Islam di Era Imam Ali As


Oleh Allamah Muhammad Husain Thabathabai

Periode kekhalifahan Ali as dimulai di penghujung tahun 35 H. dan berlangsung selama empat tahun dan sembilan bulan. Dalam metode kekhalifahannya, Ali as mengikuti metode pemerintahan Rasulullah saw.[1] Ia mengembalikan mayoritas perubahan yang telah dilakukan para khalifah sebelumnya ke posisinya semula dan memberhentikan seluruh pegawai negara yang tidak layak yang pada waktu itu masih memegang kekuasaan.[2] Pada hakikatnya, tindakannya adalah sebuah revolusi besar-besaran, dan—tentunya—menghadapi banyak problematika.

Pada hari pertama kekhalifahannya, dalam sebuah pidato di hadapan masyarakat, Ali as menegaskan, “Ketahuilah! Problematika yang kamu hadapi pada saat Rasulullah diutus menjadi nabi, sekarang telah kembali ke (pangkuan)mu dan telah mendominasi kehidupanmu.
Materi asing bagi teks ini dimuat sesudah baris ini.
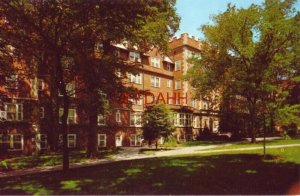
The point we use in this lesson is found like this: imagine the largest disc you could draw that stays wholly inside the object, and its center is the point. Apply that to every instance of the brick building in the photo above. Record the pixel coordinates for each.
(24, 105)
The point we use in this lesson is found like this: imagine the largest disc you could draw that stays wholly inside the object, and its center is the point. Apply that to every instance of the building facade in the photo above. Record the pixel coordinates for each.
(25, 106)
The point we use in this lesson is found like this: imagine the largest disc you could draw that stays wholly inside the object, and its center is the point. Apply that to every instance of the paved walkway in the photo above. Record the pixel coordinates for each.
(133, 154)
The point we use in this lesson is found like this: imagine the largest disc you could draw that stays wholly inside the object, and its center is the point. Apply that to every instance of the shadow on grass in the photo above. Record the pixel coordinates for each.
(218, 174)
(53, 159)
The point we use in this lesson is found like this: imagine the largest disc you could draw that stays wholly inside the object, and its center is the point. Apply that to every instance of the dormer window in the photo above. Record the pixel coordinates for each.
(135, 56)
(155, 62)
(12, 81)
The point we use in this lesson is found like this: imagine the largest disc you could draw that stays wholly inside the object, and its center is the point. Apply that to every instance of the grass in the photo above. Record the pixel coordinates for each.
(173, 143)
(214, 173)
(246, 144)
(51, 159)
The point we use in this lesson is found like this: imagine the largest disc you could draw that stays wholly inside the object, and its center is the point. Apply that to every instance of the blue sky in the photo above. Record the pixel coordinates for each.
(195, 13)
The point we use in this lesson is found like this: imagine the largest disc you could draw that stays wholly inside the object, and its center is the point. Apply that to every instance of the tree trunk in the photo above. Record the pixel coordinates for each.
(92, 132)
(252, 112)
(64, 119)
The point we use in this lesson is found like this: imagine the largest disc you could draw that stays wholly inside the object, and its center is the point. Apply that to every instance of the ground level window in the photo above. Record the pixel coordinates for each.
(41, 141)
(12, 141)
(136, 140)
(101, 140)
(71, 139)
(119, 140)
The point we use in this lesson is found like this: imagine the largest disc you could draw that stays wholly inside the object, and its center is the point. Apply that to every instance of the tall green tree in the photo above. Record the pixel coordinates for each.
(248, 54)
(157, 123)
(53, 31)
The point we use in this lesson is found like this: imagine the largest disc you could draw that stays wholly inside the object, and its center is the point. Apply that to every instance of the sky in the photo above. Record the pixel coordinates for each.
(195, 13)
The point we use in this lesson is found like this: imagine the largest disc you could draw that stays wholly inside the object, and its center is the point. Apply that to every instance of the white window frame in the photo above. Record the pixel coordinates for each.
(155, 61)
(101, 119)
(117, 52)
(18, 114)
(69, 142)
(196, 121)
(183, 119)
(169, 67)
(12, 81)
(39, 141)
(11, 141)
(178, 65)
(3, 115)
(136, 140)
(169, 83)
(118, 116)
(70, 118)
(135, 56)
(204, 105)
(42, 112)
(40, 85)
(155, 81)
(135, 78)
(70, 88)
(121, 140)
(136, 119)
(99, 140)
(177, 84)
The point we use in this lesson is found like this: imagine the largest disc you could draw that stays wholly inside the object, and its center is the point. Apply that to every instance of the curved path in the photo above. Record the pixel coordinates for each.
(133, 154)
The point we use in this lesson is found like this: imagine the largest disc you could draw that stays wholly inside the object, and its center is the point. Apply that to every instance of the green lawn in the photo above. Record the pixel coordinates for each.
(246, 144)
(230, 173)
(51, 159)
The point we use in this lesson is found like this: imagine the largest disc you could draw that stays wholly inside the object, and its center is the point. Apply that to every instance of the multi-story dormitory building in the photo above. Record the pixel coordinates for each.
(25, 121)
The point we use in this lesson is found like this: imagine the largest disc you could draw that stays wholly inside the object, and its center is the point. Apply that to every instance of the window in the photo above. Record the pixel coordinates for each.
(117, 53)
(70, 88)
(135, 56)
(135, 140)
(71, 140)
(196, 122)
(3, 115)
(205, 106)
(205, 122)
(71, 115)
(215, 126)
(139, 101)
(41, 141)
(155, 81)
(118, 73)
(42, 112)
(13, 141)
(175, 119)
(119, 140)
(40, 84)
(177, 84)
(170, 101)
(194, 103)
(169, 67)
(12, 81)
(169, 83)
(118, 116)
(101, 140)
(188, 121)
(137, 78)
(136, 119)
(155, 62)
(101, 119)
(14, 111)
(177, 65)
(182, 119)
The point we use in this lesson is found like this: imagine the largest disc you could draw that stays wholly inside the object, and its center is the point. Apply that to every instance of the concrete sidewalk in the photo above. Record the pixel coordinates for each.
(133, 154)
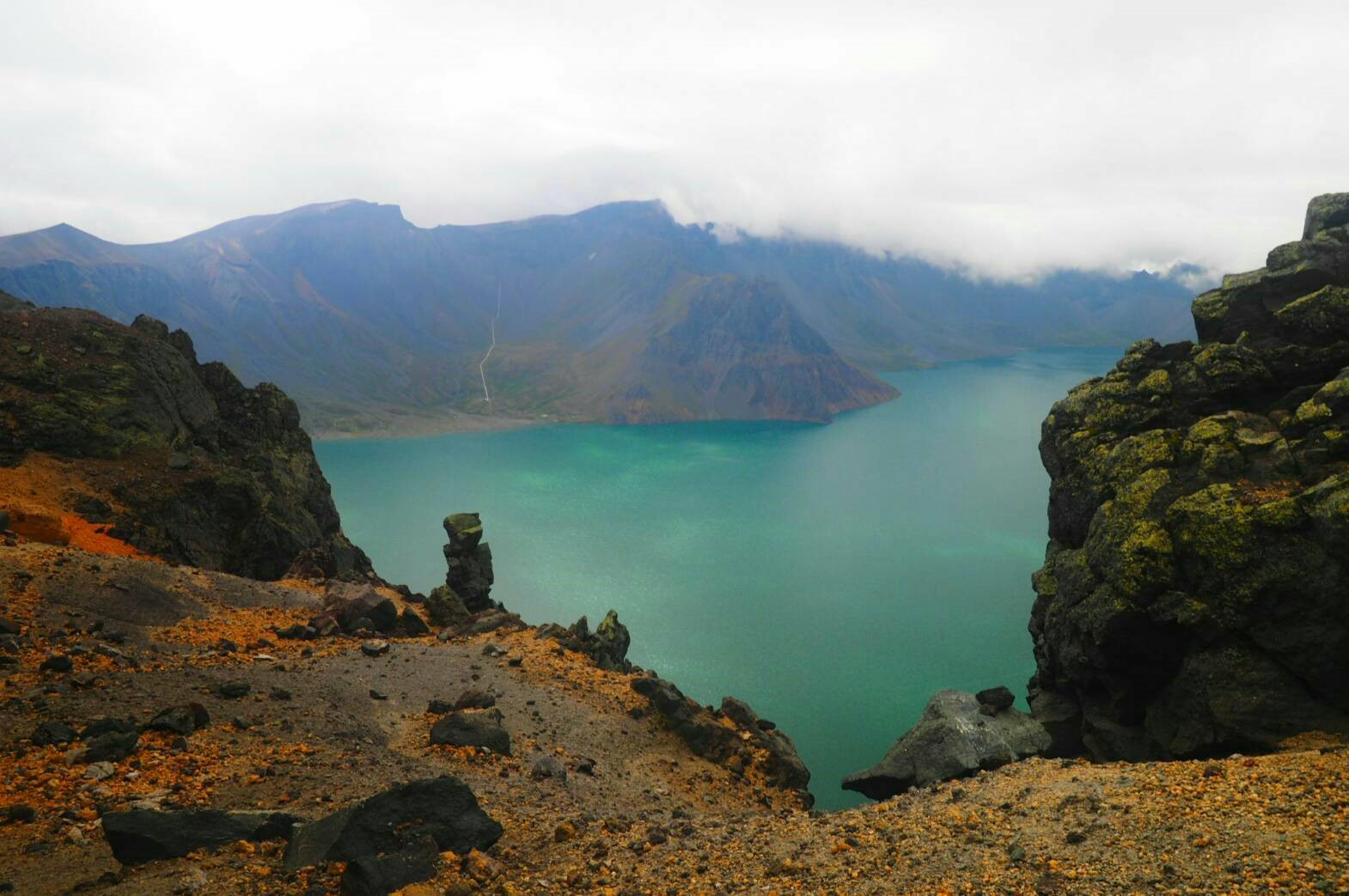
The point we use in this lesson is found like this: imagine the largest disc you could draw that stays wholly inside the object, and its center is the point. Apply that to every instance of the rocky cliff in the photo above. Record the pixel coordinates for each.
(188, 463)
(1195, 591)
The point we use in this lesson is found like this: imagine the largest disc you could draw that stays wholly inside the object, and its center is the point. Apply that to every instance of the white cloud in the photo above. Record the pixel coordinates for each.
(1003, 138)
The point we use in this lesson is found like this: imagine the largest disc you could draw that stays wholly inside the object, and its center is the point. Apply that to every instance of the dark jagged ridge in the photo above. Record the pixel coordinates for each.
(210, 472)
(1195, 591)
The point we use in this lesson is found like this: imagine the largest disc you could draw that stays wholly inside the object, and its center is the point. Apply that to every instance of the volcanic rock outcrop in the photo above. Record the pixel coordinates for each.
(1194, 598)
(205, 471)
(468, 582)
(956, 734)
(748, 741)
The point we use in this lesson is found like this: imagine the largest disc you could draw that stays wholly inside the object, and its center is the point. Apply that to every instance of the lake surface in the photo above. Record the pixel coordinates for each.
(833, 576)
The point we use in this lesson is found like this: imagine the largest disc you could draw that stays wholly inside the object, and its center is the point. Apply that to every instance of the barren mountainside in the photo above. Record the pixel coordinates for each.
(364, 317)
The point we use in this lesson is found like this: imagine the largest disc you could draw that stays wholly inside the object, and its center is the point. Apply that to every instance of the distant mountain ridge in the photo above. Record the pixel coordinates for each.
(362, 314)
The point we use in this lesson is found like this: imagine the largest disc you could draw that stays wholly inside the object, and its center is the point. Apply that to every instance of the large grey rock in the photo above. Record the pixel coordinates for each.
(473, 729)
(951, 740)
(1323, 212)
(146, 836)
(607, 644)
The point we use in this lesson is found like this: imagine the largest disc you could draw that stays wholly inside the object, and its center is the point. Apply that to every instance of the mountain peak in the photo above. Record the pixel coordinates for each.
(354, 210)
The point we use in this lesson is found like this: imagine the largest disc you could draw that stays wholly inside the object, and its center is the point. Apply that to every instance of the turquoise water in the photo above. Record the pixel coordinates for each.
(833, 576)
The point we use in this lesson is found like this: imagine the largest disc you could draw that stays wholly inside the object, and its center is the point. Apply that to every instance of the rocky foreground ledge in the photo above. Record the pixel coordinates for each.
(163, 737)
(1194, 598)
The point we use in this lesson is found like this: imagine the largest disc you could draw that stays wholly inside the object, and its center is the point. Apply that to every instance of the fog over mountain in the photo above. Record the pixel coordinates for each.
(617, 314)
(1008, 141)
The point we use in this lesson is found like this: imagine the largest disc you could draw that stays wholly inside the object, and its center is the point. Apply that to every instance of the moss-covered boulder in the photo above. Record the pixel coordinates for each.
(1195, 591)
(204, 470)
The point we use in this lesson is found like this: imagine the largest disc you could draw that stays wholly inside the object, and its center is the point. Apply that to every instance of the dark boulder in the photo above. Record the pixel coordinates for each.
(107, 725)
(146, 836)
(1194, 597)
(606, 645)
(993, 701)
(444, 607)
(473, 729)
(374, 648)
(383, 837)
(491, 621)
(180, 720)
(382, 875)
(953, 739)
(234, 688)
(750, 742)
(352, 606)
(473, 699)
(57, 663)
(53, 734)
(113, 747)
(548, 766)
(412, 624)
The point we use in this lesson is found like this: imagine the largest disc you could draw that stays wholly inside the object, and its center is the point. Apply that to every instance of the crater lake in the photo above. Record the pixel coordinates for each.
(831, 576)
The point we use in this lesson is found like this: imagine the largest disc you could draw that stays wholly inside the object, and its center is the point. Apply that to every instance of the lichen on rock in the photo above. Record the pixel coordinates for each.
(204, 470)
(1198, 559)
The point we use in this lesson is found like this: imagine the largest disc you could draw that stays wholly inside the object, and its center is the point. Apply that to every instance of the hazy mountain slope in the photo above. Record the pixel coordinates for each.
(723, 347)
(354, 309)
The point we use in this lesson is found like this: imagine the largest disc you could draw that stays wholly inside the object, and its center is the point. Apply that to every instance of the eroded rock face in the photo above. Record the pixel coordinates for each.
(1195, 591)
(470, 560)
(956, 735)
(749, 742)
(212, 474)
(607, 644)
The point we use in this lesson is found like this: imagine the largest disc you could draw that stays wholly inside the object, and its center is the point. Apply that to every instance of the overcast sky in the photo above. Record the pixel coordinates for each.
(1007, 138)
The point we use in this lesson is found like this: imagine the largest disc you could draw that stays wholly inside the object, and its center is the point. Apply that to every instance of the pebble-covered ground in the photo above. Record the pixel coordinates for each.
(323, 725)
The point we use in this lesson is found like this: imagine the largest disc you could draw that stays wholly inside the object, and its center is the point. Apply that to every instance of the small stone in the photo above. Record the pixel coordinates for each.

Kamu harus berubah secara total. Para pemilik keutamaan yang selama ini diletakkan di belakang harus maju ke depan (baca: memimpin) dan mereka yang telah berada di depan (baca: memimpin) dengan cara tidak becus harus berada di belakang. Jika kebatilan sangat banyak (baca: merajalela), hal itu bukanlah suatu hal yang baru, dan jika hak (kebenaran) amat sedikit, kadang-kadang sesuatu yang sedikit dapat maju ke depan (memimpin) dan harapan untuk maju masih ada. Hanya saja sangat jarang terjadi sesuatu yang telah berlalu dari seseorang, ia akan kembali lagi.”[3]

Ali as melanjutkan sistem pemerintahan revolusionernya. Dan sebagai konsekuensi alamiah dari sebuah revolusi, unsur-unsur penentang yang merasakan kepentingan-kepentingannya terancam akan mengadakan penentangan dari setiap penjuru pemerintahan. Dengan dalih menuntut darah Khalifah Ketiga, mereka telah meletuskan peperangan-peperangan intern berdarah yang—kira-kira—berlanjut selama periode kekhalifahan Ali as. Menurut pendapat Syi‘ah, pihak-pihak yang menjadi faktor meletusnya peperangan-peperangan intern ini tidak memiliki tujuan lain kecuali kepentingan pribadi, dan menuntut darah Khalifah Ketiga tidak lebih hanyalah sebuah dalih untuk mengelabuhi opini masyarakat awam. Bahkan, kesalahpahaman pun bukanlah faktor pemicu peperangan-peperangan itu.[4]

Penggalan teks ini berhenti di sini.